Zusammenfassung der Kapitel
- Einleitung: Die Arbeit stellt die Problematik der sozialen Schichtung in Istanbul dar und zeigt die Herausbildung einer neuen, westlich orientierten Mittelschicht im Kontext der Globalisierung. Die Arbeit soll untersuchen, wie diese Schicht sich von anderen Schichten abgrenzt und ihre Identität gestaltet.

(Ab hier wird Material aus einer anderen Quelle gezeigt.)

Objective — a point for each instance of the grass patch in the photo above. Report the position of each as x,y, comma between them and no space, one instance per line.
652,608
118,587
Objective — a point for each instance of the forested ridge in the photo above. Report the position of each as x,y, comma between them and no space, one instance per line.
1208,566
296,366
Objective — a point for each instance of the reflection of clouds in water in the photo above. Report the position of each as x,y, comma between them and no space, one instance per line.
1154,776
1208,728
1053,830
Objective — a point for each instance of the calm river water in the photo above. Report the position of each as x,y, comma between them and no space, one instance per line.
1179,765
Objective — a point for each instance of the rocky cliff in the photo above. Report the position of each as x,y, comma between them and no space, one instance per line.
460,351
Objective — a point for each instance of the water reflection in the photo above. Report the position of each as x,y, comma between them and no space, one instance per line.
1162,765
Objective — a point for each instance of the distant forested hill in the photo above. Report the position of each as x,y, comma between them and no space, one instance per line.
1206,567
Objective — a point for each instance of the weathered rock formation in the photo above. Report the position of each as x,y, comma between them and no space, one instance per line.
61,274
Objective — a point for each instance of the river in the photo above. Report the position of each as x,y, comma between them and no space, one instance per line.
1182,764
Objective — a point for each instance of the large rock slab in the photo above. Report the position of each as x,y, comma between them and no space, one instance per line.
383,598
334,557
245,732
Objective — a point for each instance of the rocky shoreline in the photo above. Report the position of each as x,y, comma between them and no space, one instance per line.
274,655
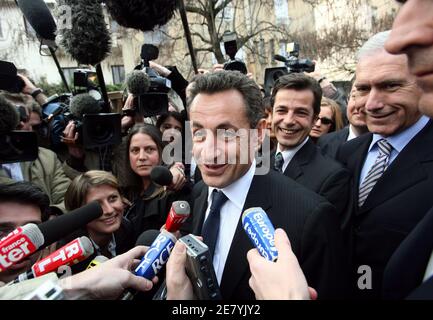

- Begriffliche Annäherungen: Dieses Kapitel erläutert die Konzepte von Habitus, Lebensstilen und Statussymbolen nach Pierre Bourdieu. Der Habitus wird als ein System von Dispositionen beschrieben, das sowohl die Produktion von Praktiken als auch die Wahrnehmung und Anerkennung von Praktiken im sozialen Raum beeinflusst.
- Sozialstrukturelle Veränderungen in der Türkei nach 1980: Dieses Kapitel bietet einen kurzen Überblick über die Entwicklung der türkischen Gesellschaft seit den 90er Jahren, die durch Abwanderung, Öffnung der Märkte, Privatisierungen und den erweiterten Zugang zu Medien geprägt war.
- Statussymbole, Habitus und Konsumverhalten in der neuen Mittelschicht: Dieses Kapitel beleuchtet Statussymbole, Lebensstile und das Konsumverhalten der neuen Mittelschicht in Istanbul anhand von Beispielen. Es wird untersucht, wie Bourdieus empirische Studie „Die feinen Unterschiede“ auf die türkische Gesellschaft angewandt werden kann.
- Abgrenzung der neuen Mittelschicht durch Statussymbole: Dieses Kapitel geht der Frage nach, inwieweit Statussymbole und Konsumverhalten zur Identität der neuen Mittelschicht beitragen und als Identitätsverstärker dienen.
Schlüsselwörter
Die zentralen Themen der vorliegenden Arbeit sind Habitus, Lebensstile, Statussymbole, Konsumverhalten, soziale Schichtung, neue Mittelschicht, Türkei, Istanbul, Bourdieu.